FDA Proposes CDRH Restructuring, Bigger Budget to Meet MDUFA III Requirements

The US Food and Drug Administration (FDA) has floated the possibility of reorganizing the Center for Devices and Radiological Health (CDRH) and providing more resources to the branch in order to address issues in order to improve product review processes and meet the goals of the Medical Device User Fee and Modernization Act (MDUFA) reauthorization next year.

Agency representatives disclosed these suggestions at a May 4 negotiating meeting with the Advanced Medical Technology Association (AdvaMed), the Medical Imaging Technology Alliance (MITA), the Medical Device Manufacturers Association (MDMA) and the American Clinical Laboratory Association (ACLA). Minutes of the meeting were recently posted on the FDA's website.

The May 4 meeting follows the FDA’s unveiling of a proposal package for improving review processes and meeting MDUFA III goals at an April 13 negotiation meeting.
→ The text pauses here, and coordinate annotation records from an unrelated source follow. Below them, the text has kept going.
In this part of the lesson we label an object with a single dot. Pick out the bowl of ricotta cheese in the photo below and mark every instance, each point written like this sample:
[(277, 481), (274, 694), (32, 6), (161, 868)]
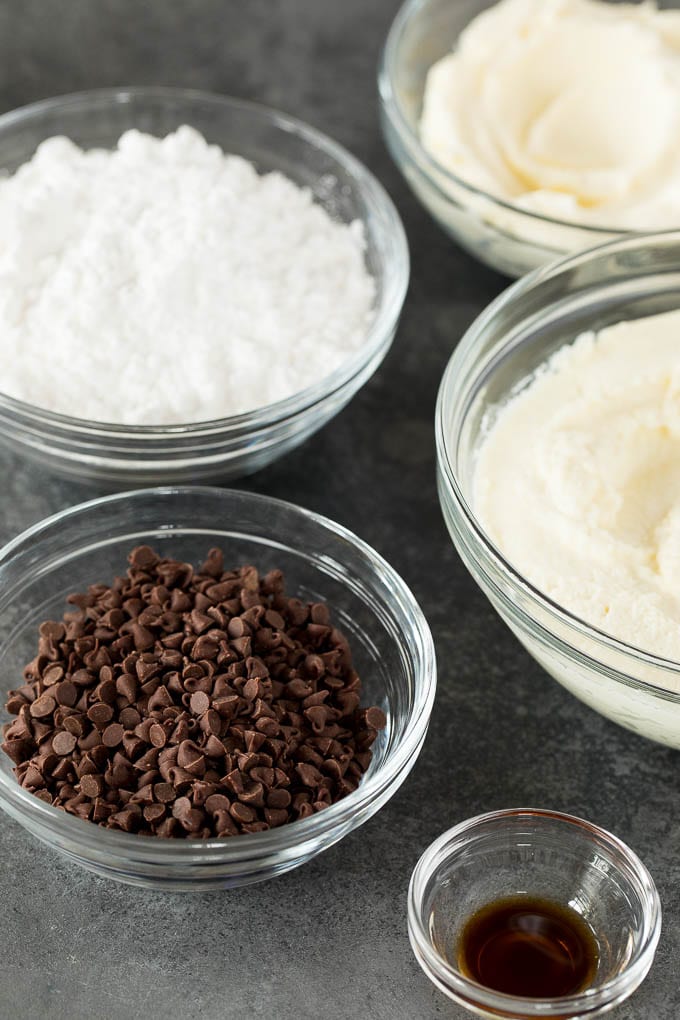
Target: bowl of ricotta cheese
[(530, 129), (558, 430)]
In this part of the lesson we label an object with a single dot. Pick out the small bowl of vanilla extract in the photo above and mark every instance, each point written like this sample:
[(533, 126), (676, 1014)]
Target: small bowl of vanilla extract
[(531, 913)]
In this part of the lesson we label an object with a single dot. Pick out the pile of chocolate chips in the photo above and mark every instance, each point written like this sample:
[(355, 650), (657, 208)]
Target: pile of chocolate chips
[(191, 703)]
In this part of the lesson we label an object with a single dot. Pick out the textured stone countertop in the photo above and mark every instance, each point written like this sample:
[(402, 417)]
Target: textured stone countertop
[(328, 939)]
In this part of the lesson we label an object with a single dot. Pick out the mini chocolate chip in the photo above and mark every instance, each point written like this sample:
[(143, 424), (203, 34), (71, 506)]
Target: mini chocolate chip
[(100, 714), (199, 703), (92, 785), (113, 734), (43, 706), (157, 735), (63, 743)]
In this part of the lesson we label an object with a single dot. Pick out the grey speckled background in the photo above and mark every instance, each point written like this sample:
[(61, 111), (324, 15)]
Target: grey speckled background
[(328, 940)]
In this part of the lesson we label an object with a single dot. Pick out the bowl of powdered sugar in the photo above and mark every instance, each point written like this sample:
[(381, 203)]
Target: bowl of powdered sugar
[(190, 285)]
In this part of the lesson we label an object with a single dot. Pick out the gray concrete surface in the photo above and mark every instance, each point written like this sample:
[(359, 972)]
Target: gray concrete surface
[(329, 939)]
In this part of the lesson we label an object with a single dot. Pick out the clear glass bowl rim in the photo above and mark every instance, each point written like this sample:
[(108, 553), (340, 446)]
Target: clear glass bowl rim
[(593, 998), (381, 325), (432, 166), (448, 395), (253, 846)]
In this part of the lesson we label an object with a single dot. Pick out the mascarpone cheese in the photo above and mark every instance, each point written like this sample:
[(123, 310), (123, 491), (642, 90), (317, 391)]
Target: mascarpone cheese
[(568, 108), (577, 481)]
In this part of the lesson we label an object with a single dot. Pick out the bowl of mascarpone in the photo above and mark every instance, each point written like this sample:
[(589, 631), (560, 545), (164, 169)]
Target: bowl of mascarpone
[(531, 129), (558, 432)]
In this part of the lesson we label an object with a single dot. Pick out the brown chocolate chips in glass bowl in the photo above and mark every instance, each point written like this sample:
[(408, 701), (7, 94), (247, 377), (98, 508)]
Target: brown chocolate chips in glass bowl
[(182, 703)]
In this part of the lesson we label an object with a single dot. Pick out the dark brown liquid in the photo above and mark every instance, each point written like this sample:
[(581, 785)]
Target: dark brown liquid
[(527, 947)]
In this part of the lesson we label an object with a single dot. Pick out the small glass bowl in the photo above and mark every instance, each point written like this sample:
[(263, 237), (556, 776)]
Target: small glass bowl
[(234, 446), (628, 278), (391, 644), (500, 234), (552, 856)]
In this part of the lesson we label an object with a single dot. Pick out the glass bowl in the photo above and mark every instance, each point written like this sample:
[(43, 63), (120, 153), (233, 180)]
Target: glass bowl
[(393, 650), (500, 234), (628, 278), (551, 856), (234, 446)]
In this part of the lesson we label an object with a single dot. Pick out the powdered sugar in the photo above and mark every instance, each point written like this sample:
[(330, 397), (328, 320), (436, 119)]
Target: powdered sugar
[(166, 283)]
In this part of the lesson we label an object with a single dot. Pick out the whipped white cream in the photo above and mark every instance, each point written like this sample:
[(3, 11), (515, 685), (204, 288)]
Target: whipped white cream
[(577, 481), (568, 108)]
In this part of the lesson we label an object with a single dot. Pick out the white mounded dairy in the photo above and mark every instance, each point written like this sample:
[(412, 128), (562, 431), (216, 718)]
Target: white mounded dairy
[(577, 481), (568, 108)]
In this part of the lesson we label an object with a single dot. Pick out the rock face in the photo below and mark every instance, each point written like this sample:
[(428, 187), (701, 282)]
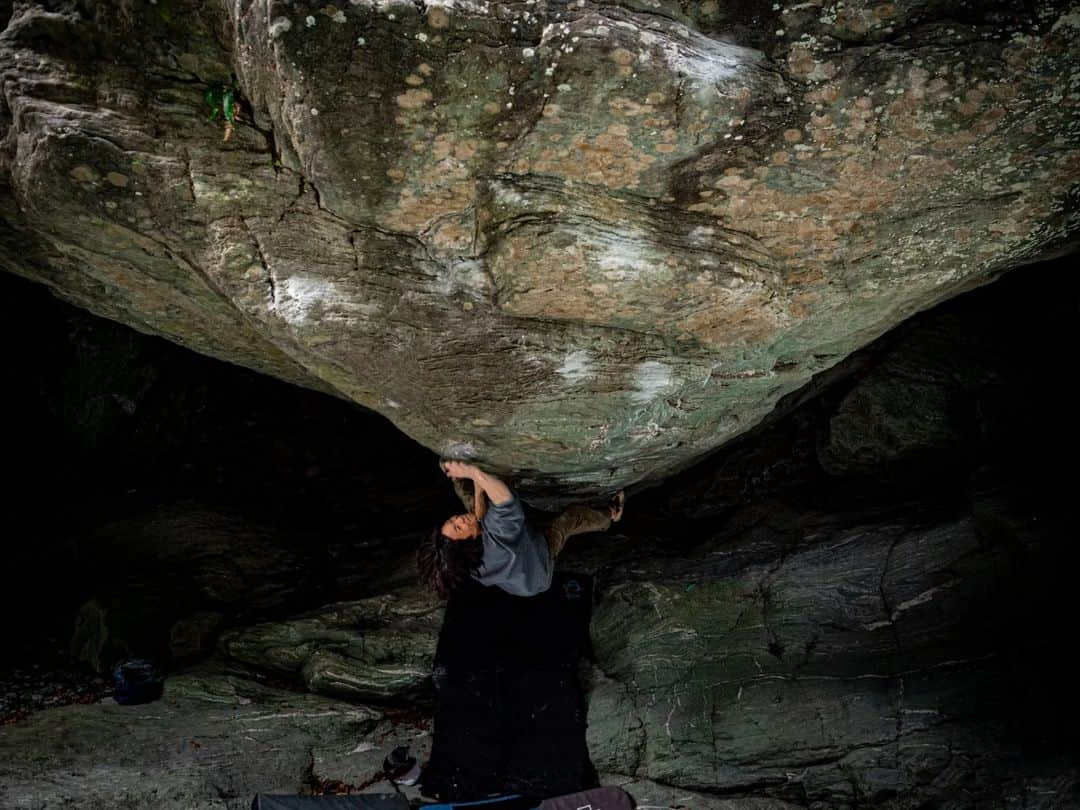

Those proposals include:

  • Improving device review performance via changes to premarket approval (PMA) goals
  • Improving PMA review consistency and predictability
  • Strengthening scientific infrastructure at the CDRH through better staff retention and more hiring in bottleneck areas
  • Improving review management
  • Providing clearer definitions of submission acceptance criteria

To meet these goals, FDA officials at the May 4 meeting explained that the CDRH would require 254 additional full-time equivalent staff as well as a bigger operating budget—to be funded partially via higher user fees, presumably.

Industry responses to the agency’s proposal package were mostly oppositional. Attending representatives questioned the FDA’s need to add additional staff, arguing that user fees established under MDUFA II were partially meant to cover staffing requirements. Industry groups also disputed FDA contentions that poor submission quality has partially contributed to missing MDUFA goals in the past, arguing that improper risk-benefit calculations and inexperienced agency reviewers were primarily to blame for missing those goals.

Such contrasting viewpoints as to how to improve the FDA device review process should hardly come as surprising given how vigorously regulators and the industry have staked out their positions on the issue. The next negotiation meeting, which occurred on June 1, was to entail submission of complete sets of proposals by both the FDA and industry, as well as draft commitment letters. It’s doubtful the two sides’ documents will have much in common.